Never miss a story — sign up for PLANADVISER newsletters to keep up on the latest retirement plan adviser news.
Payroll Tax Cut Extended, IRS Issues Revised Form
The Internal Revenue Service (IRS) released revised Form 941, enabling employers to properly report the newly extended payroll tax cut.
Under the Middle Class Tax Relief and Job Creation Act of 2012, enacted on Wednesday, workers will continue to pay a lower Social Security tax withholding rate of 4.2%, which is two percent less than the 6.2% rate in effect prior to 2011. This reduced rate, originally in effect for all of 2011, was extended through the end of February by the Temporary Payroll Tax Cut Continuation Act of 2011 (see “Senate and House Agree on Payroll Tax Cut for 2012”).
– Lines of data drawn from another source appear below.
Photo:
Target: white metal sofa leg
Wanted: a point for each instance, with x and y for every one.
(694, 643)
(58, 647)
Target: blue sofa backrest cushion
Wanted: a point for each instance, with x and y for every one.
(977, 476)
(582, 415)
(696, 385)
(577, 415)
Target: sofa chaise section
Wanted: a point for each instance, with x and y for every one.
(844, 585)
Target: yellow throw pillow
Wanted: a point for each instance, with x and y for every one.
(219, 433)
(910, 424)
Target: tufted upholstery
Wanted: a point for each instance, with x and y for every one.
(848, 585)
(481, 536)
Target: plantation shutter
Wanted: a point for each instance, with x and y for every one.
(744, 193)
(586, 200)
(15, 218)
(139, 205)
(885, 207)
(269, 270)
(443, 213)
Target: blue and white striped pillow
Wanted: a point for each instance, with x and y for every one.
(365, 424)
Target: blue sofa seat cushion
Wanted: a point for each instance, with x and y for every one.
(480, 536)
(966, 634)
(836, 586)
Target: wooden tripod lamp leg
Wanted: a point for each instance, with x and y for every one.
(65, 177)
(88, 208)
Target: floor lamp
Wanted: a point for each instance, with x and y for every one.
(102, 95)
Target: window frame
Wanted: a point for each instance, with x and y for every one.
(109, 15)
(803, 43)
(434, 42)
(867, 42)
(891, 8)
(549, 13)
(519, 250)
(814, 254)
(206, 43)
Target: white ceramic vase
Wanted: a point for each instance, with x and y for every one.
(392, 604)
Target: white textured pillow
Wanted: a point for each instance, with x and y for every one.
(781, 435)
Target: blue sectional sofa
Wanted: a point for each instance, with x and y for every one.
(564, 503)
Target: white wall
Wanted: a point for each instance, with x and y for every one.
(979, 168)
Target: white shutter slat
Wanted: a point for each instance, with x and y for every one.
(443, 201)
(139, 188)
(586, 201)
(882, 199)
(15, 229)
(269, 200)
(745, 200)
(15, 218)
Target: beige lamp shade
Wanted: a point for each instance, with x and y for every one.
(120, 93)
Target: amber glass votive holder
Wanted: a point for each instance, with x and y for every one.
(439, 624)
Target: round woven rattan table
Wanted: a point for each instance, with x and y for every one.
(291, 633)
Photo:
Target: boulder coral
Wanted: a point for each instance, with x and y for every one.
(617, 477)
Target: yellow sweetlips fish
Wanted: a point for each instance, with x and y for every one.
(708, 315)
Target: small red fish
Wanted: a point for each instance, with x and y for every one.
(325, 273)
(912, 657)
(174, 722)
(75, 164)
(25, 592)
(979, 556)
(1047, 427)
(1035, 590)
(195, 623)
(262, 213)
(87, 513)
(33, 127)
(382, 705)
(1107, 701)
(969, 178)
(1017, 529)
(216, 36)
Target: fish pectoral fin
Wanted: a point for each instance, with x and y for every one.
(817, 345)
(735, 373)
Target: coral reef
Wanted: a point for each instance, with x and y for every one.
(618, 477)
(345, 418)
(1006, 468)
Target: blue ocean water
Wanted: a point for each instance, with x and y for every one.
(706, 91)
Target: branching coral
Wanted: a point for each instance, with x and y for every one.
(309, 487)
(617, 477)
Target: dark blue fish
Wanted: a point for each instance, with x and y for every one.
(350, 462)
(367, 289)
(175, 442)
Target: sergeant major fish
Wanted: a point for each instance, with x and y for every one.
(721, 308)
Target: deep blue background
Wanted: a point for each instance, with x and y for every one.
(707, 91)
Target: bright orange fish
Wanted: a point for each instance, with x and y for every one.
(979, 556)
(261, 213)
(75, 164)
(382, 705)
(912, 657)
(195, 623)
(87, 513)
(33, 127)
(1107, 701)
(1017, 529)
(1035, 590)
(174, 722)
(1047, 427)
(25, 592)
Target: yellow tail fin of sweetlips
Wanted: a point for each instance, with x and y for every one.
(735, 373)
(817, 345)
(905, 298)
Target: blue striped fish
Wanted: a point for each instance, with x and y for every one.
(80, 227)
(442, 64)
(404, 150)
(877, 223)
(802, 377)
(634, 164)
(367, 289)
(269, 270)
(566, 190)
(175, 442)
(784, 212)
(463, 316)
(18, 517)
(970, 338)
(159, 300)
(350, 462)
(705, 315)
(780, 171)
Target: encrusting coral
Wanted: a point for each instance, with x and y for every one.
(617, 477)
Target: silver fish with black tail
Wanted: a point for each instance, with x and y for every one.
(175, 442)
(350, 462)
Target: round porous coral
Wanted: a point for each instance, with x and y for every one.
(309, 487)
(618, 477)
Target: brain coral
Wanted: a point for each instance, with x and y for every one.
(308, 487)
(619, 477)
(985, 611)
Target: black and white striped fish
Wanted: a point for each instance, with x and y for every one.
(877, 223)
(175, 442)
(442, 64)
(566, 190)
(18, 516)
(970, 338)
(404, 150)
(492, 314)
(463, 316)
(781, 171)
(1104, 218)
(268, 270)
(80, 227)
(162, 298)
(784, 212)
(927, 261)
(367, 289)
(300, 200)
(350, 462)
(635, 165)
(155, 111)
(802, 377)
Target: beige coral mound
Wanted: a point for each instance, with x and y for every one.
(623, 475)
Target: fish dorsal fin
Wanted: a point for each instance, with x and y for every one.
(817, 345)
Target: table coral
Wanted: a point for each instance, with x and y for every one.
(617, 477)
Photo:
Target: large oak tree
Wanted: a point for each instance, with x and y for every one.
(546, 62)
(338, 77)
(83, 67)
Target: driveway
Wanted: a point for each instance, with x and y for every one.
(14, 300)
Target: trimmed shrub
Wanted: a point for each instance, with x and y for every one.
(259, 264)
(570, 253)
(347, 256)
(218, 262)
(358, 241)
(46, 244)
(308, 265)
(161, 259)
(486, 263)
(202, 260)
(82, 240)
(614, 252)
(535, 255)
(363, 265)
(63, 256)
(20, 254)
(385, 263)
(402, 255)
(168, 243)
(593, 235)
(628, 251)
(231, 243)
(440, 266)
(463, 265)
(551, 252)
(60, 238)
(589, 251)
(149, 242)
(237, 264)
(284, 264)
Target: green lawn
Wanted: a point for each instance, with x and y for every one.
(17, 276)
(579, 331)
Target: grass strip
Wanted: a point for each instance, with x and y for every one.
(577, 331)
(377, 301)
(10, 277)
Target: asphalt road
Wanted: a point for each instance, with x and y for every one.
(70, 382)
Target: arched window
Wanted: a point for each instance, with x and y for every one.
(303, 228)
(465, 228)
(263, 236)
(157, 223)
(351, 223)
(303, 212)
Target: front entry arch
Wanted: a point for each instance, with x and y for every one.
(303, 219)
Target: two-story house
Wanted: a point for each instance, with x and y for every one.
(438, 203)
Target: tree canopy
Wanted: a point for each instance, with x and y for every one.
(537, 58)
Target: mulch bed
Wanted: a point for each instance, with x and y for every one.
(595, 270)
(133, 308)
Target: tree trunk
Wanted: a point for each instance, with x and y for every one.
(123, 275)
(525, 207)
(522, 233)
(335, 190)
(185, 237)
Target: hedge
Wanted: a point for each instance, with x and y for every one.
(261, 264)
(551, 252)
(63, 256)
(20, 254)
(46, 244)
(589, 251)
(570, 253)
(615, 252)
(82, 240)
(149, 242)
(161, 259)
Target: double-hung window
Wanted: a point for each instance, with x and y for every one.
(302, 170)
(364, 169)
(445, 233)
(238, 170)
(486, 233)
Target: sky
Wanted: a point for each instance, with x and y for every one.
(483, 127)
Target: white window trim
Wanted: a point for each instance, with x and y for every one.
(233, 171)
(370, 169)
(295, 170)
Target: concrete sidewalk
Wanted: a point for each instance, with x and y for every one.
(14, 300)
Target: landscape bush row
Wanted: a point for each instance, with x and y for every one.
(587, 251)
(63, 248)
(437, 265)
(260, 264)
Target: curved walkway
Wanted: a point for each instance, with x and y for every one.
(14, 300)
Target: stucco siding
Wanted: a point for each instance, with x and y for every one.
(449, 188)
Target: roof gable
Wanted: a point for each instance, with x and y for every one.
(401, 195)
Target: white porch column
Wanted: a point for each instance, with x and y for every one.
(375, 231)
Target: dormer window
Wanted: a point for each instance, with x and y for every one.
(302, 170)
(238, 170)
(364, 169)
According to the IRS, as before, the lower rate will have no effect on workers’ future Social Security benefits. The reduction in revenues to the Social Security Trust Fund will be made up by transfers from the General Fund.
Self-employed individuals will also benefit from a comparable rate reduction in the Social Security portion of the self-employment tax from 12.4% to 10.4%. For 2012, the Social Security tax applies to the first $110,100 of wages and net self-employment income received by an individual.
The new law also repeals the 2% recapture tax included in the December legislation that effectively capped at $18,350 the amount of wages eligible for the payroll tax cut. As a result, the now-repealed recapture tax does not apply (see “Payroll Tax Cut Bill Includes Recapture Tax”).
The IRS said it will issue additional guidance, as needed, to implement the newly extended payroll tax cut, and any further updates will be posted on IRS.gov.